Поэтому в мире Эдрика Льюис Телмарид не был чудовищем. Там вообще не было ни праведников, ни негодяев. Там были враги Эдрика и союзники Эдрика, слабые и сильные, рабы богов и те, кто пытался следовать собственной дорогой. Только тот, кто обладал внутренней силой, мог стать Эдрику другом или врагом. Тот же, кто собственной волей не обладал — с точки зрения Эдрика Мардельта, не существовал вовсе.

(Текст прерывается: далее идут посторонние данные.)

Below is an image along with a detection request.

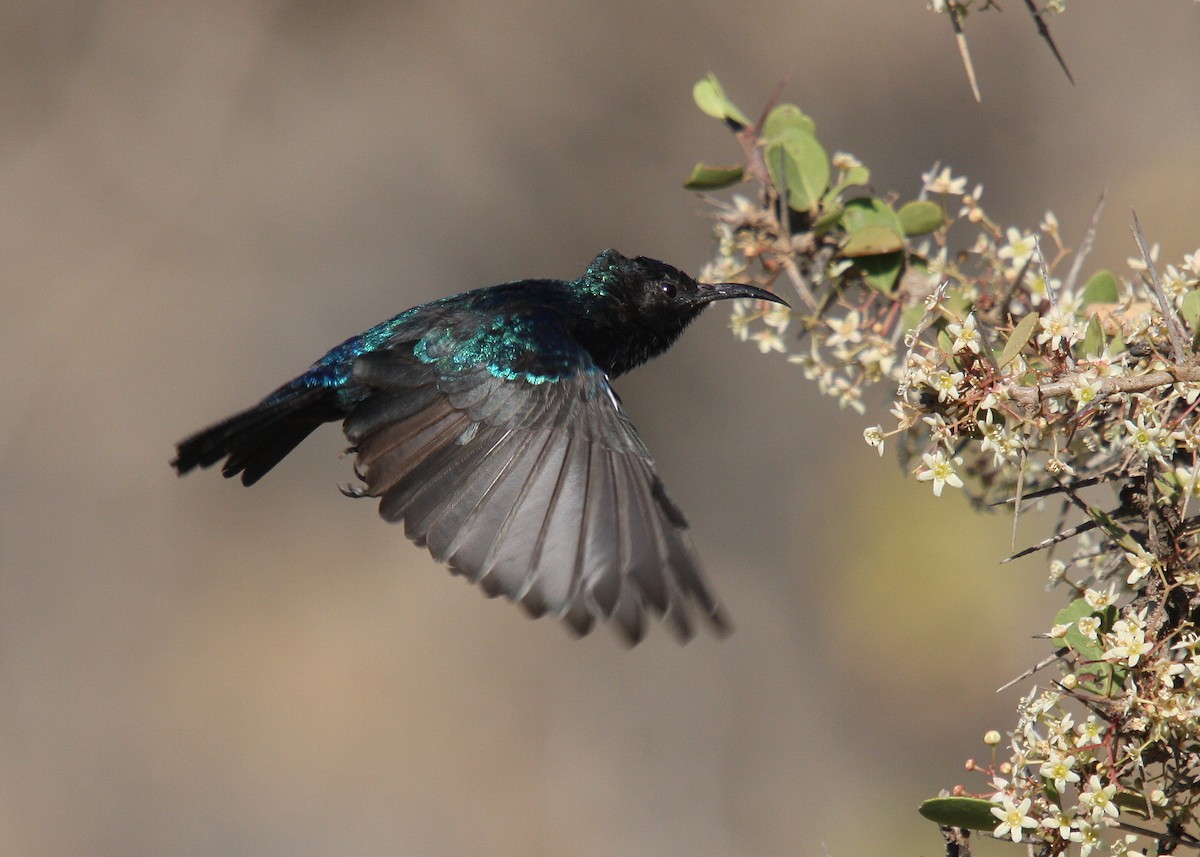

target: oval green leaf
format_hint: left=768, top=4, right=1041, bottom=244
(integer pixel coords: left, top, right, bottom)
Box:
left=1180, top=288, right=1200, bottom=330
left=1080, top=312, right=1104, bottom=358
left=763, top=128, right=830, bottom=211
left=691, top=72, right=750, bottom=127
left=1000, top=312, right=1039, bottom=368
left=683, top=163, right=744, bottom=191
left=854, top=253, right=904, bottom=294
left=918, top=797, right=1000, bottom=831
left=845, top=197, right=904, bottom=235
left=762, top=104, right=817, bottom=140
left=1084, top=269, right=1120, bottom=304
left=896, top=199, right=946, bottom=238
left=841, top=226, right=904, bottom=259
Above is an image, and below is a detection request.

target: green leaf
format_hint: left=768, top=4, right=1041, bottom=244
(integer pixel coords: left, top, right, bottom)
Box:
left=691, top=72, right=750, bottom=127
left=1112, top=789, right=1150, bottom=819
left=762, top=104, right=817, bottom=140
left=841, top=226, right=904, bottom=259
left=1000, top=312, right=1038, bottom=368
left=683, top=163, right=745, bottom=191
left=1084, top=269, right=1120, bottom=305
left=1080, top=312, right=1104, bottom=358
left=840, top=166, right=871, bottom=187
left=1180, top=288, right=1200, bottom=330
left=918, top=797, right=1000, bottom=831
left=812, top=203, right=846, bottom=236
left=824, top=167, right=871, bottom=205
left=1054, top=598, right=1116, bottom=660
left=896, top=199, right=946, bottom=238
left=854, top=253, right=904, bottom=294
left=763, top=128, right=830, bottom=211
left=846, top=197, right=904, bottom=235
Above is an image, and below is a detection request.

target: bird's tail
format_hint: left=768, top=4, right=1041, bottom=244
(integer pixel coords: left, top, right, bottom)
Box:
left=170, top=386, right=344, bottom=485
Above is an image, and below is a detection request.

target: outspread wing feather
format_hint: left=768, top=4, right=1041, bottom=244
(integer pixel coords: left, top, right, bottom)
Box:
left=343, top=325, right=726, bottom=642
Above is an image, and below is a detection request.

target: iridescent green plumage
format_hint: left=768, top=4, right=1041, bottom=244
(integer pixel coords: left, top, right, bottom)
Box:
left=174, top=250, right=779, bottom=642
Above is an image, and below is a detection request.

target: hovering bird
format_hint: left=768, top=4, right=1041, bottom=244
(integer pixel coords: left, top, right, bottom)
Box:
left=172, top=250, right=785, bottom=645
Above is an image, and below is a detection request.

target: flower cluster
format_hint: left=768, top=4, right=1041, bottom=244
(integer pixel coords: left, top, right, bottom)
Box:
left=702, top=100, right=1200, bottom=857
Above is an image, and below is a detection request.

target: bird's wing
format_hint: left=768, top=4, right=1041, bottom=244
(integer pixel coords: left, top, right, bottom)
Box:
left=344, top=319, right=726, bottom=643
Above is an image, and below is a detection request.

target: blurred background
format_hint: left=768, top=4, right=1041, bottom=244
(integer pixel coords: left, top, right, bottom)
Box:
left=0, top=0, right=1200, bottom=857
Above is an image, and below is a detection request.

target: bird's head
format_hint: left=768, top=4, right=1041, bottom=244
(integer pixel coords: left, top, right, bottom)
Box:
left=574, top=250, right=787, bottom=376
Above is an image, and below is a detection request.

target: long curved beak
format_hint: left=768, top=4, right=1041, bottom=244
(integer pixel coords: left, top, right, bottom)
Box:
left=697, top=283, right=791, bottom=306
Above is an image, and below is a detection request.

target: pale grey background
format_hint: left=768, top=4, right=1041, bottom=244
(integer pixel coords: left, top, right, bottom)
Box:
left=0, top=0, right=1200, bottom=857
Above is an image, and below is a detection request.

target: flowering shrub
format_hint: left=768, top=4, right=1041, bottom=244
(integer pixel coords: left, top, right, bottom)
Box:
left=688, top=77, right=1200, bottom=857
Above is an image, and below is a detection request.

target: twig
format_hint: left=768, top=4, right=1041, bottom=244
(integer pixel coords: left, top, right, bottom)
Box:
left=1002, top=366, right=1200, bottom=406
left=1133, top=211, right=1187, bottom=365
left=946, top=0, right=983, bottom=102
left=1063, top=191, right=1108, bottom=294
left=1025, top=0, right=1075, bottom=86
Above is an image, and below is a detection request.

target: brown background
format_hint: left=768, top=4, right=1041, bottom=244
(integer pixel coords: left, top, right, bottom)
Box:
left=0, top=0, right=1200, bottom=857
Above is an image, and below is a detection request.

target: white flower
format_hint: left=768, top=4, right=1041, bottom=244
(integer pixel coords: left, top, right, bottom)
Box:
left=1084, top=583, right=1117, bottom=612
left=920, top=167, right=967, bottom=197
left=1038, top=753, right=1079, bottom=793
left=917, top=450, right=962, bottom=497
left=991, top=795, right=1038, bottom=843
left=930, top=370, right=962, bottom=402
left=1124, top=413, right=1171, bottom=461
left=1038, top=306, right=1079, bottom=348
left=1100, top=619, right=1151, bottom=666
left=863, top=426, right=883, bottom=457
left=946, top=312, right=980, bottom=354
left=1126, top=547, right=1154, bottom=586
left=750, top=328, right=787, bottom=354
left=996, top=226, right=1038, bottom=270
left=826, top=310, right=863, bottom=348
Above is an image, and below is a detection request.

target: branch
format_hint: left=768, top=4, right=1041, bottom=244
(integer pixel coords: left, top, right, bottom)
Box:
left=1001, top=366, right=1200, bottom=404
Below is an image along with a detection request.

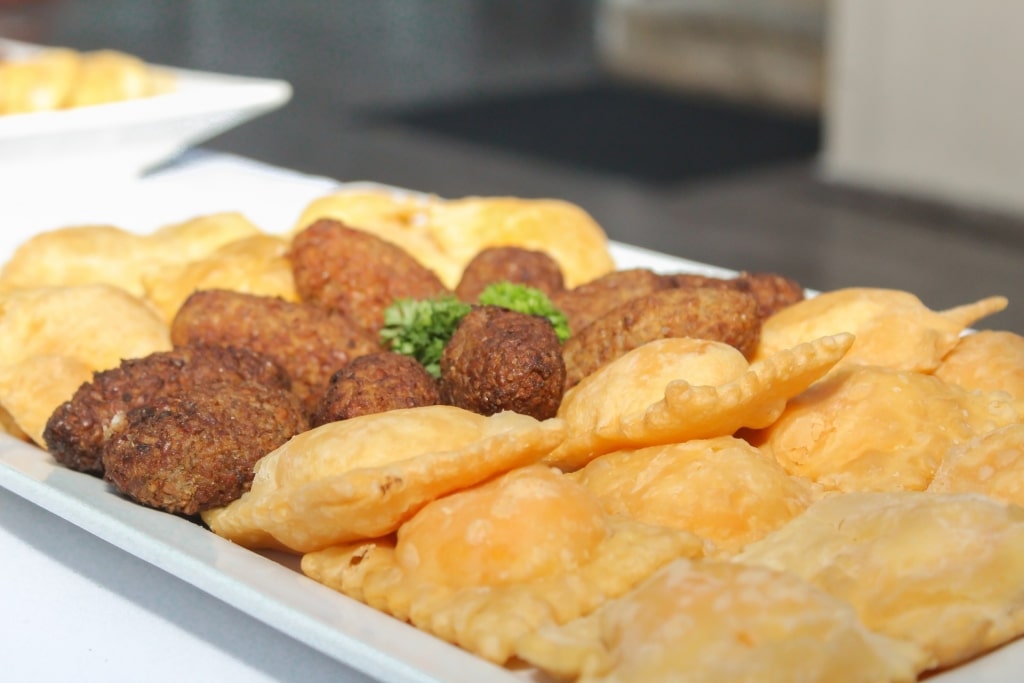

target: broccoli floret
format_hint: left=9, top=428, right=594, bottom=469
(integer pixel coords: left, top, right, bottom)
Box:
left=381, top=295, right=471, bottom=377
left=381, top=283, right=569, bottom=377
left=478, top=282, right=569, bottom=342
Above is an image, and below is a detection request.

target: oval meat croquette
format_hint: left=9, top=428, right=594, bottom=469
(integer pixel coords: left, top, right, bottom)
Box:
left=102, top=382, right=309, bottom=515
left=43, top=344, right=291, bottom=474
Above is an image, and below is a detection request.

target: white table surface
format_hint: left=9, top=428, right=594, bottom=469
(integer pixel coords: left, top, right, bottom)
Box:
left=0, top=153, right=369, bottom=683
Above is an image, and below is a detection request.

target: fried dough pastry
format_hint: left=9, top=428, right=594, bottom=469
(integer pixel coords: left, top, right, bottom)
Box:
left=302, top=466, right=702, bottom=664
left=0, top=48, right=80, bottom=115
left=516, top=559, right=925, bottom=683
left=562, top=287, right=761, bottom=388
left=0, top=285, right=171, bottom=370
left=928, top=422, right=1024, bottom=507
left=289, top=218, right=451, bottom=336
left=570, top=436, right=815, bottom=554
left=203, top=405, right=564, bottom=553
left=755, top=288, right=1008, bottom=373
left=750, top=366, right=1022, bottom=492
left=0, top=355, right=92, bottom=447
left=0, top=213, right=260, bottom=297
left=735, top=492, right=1024, bottom=668
left=142, top=234, right=299, bottom=323
left=545, top=334, right=853, bottom=471
left=427, top=197, right=615, bottom=287
left=935, top=330, right=1024, bottom=399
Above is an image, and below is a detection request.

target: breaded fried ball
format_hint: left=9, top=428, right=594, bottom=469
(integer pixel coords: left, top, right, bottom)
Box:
left=311, top=351, right=440, bottom=427
left=171, top=290, right=381, bottom=413
left=43, top=344, right=291, bottom=474
left=102, top=381, right=309, bottom=515
left=440, top=306, right=565, bottom=420
left=455, top=247, right=565, bottom=303
left=552, top=268, right=675, bottom=334
left=562, top=287, right=761, bottom=389
left=289, top=218, right=451, bottom=336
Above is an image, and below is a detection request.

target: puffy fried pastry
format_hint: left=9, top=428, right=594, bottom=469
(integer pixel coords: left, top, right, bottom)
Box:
left=735, top=492, right=1024, bottom=667
left=293, top=187, right=462, bottom=289
left=572, top=436, right=815, bottom=553
left=545, top=334, right=853, bottom=471
left=755, top=288, right=1008, bottom=372
left=102, top=379, right=309, bottom=515
left=0, top=213, right=259, bottom=297
left=0, top=355, right=92, bottom=446
left=935, top=330, right=1024, bottom=400
left=562, top=287, right=761, bottom=388
left=289, top=219, right=449, bottom=335
left=43, top=345, right=290, bottom=474
left=440, top=306, right=565, bottom=420
left=455, top=247, right=565, bottom=303
left=203, top=405, right=564, bottom=552
left=0, top=285, right=171, bottom=370
left=302, top=466, right=702, bottom=663
left=142, top=234, right=299, bottom=323
left=427, top=197, right=615, bottom=287
left=750, top=366, right=1022, bottom=492
left=928, top=422, right=1024, bottom=507
left=171, top=290, right=381, bottom=414
left=516, top=559, right=925, bottom=683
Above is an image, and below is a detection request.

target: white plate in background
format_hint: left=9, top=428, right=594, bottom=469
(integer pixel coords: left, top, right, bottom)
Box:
left=0, top=157, right=1024, bottom=683
left=0, top=39, right=292, bottom=187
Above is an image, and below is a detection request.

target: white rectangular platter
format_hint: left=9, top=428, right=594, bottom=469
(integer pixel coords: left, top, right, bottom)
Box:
left=0, top=160, right=1024, bottom=683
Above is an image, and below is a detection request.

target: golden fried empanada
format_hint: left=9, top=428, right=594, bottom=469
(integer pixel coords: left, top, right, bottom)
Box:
left=755, top=288, right=1008, bottom=372
left=203, top=405, right=564, bottom=552
left=545, top=334, right=853, bottom=471
left=935, top=330, right=1024, bottom=400
left=928, top=422, right=1024, bottom=507
left=142, top=234, right=299, bottom=322
left=427, top=197, right=615, bottom=288
left=302, top=466, right=702, bottom=663
left=572, top=436, right=814, bottom=553
left=516, top=559, right=926, bottom=683
left=735, top=492, right=1024, bottom=667
left=749, top=366, right=1021, bottom=492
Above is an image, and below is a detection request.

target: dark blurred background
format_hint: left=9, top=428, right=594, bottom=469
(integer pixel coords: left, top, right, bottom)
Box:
left=0, top=0, right=1024, bottom=333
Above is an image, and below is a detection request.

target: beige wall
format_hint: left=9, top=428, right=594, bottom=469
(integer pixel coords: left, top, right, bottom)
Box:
left=822, top=0, right=1024, bottom=214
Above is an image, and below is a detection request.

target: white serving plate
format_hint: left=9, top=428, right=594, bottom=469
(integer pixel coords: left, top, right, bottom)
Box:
left=0, top=39, right=292, bottom=187
left=0, top=162, right=1024, bottom=683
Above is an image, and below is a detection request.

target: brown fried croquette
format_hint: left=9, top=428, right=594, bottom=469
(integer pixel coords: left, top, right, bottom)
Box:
left=440, top=306, right=565, bottom=420
left=171, top=290, right=381, bottom=413
left=311, top=351, right=440, bottom=427
left=562, top=287, right=761, bottom=389
left=289, top=218, right=451, bottom=335
left=102, top=381, right=309, bottom=515
left=455, top=247, right=565, bottom=303
left=43, top=344, right=291, bottom=474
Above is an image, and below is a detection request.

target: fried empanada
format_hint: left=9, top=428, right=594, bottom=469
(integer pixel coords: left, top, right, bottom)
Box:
left=755, top=288, right=1008, bottom=372
left=928, top=422, right=1024, bottom=507
left=571, top=436, right=815, bottom=553
left=302, top=466, right=703, bottom=664
left=935, top=330, right=1024, bottom=400
left=735, top=492, right=1024, bottom=667
left=203, top=405, right=564, bottom=552
left=427, top=197, right=615, bottom=288
left=516, top=559, right=926, bottom=683
left=749, top=366, right=1021, bottom=492
left=545, top=334, right=853, bottom=471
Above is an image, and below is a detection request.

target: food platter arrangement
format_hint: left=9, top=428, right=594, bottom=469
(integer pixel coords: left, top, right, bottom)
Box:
left=0, top=41, right=1024, bottom=682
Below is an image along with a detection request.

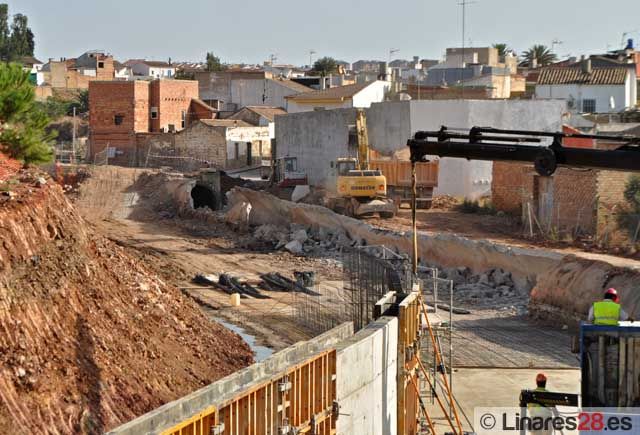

Такой вот незатейливой философии он придерживался.
Их попытались задержать у Бисариха — торгового городка, расположенного там, где начинался самый южный караванный путь, ведущий от оживлённых городов Речного Королевства к океанскому побережью. Здесь от Велаты отделялся её рукав, впадавший через пятьдесят миль в Горькое Озеро. Проток — быстрый и бурный; и поскольку Эдрик и Льюис не собирались соваться в город, им пришлось воспользоваться бродом. У брода, однако, их ждали: полсотни солдат, спешно выведенных из крепости Агимор, что прикрывала Бисарих с запада, и чародей Хаздор Киправельт, комендант этой самой крепости.
Хаздор — сорокапятилетний мужчина могучего телосложения, облачённый в посеребрённые доспехи, уверенно восседал на крупной пегой кобыле. Перед ним расположилось полтора десятка лучников, а перед лучниками — мечники и копейщики. Хаздор прибыл на берег буквально за несколько минут до того, как там появились беглецы. Об их приближении он узнал слишком поздно и организовать полноценную засаду просто не успел.
Когда Эдрик и Льюис выехали из леса к рокочущей реке, стрелки уже приладили стрелы и натянули тетивы луков до предела. Солдаты двинулись к всадникам, собираясь взять их в полукольцо.
— Ручаюсь, по нашему следу скачет ещё полсотни, — не поворачивая головы, беззаботно обронил Эдрик.
Льюис молчал, яростно сверля глазами подступавших солдат. Их было слишком много, чтобы Игра, магия или собственный клинок могли помочь ему. Так глупо попасться!.. И когда? Когда они уже почти вырвались из Речного Королевства, когда конечная цель пути стала близка, как никогда ранее…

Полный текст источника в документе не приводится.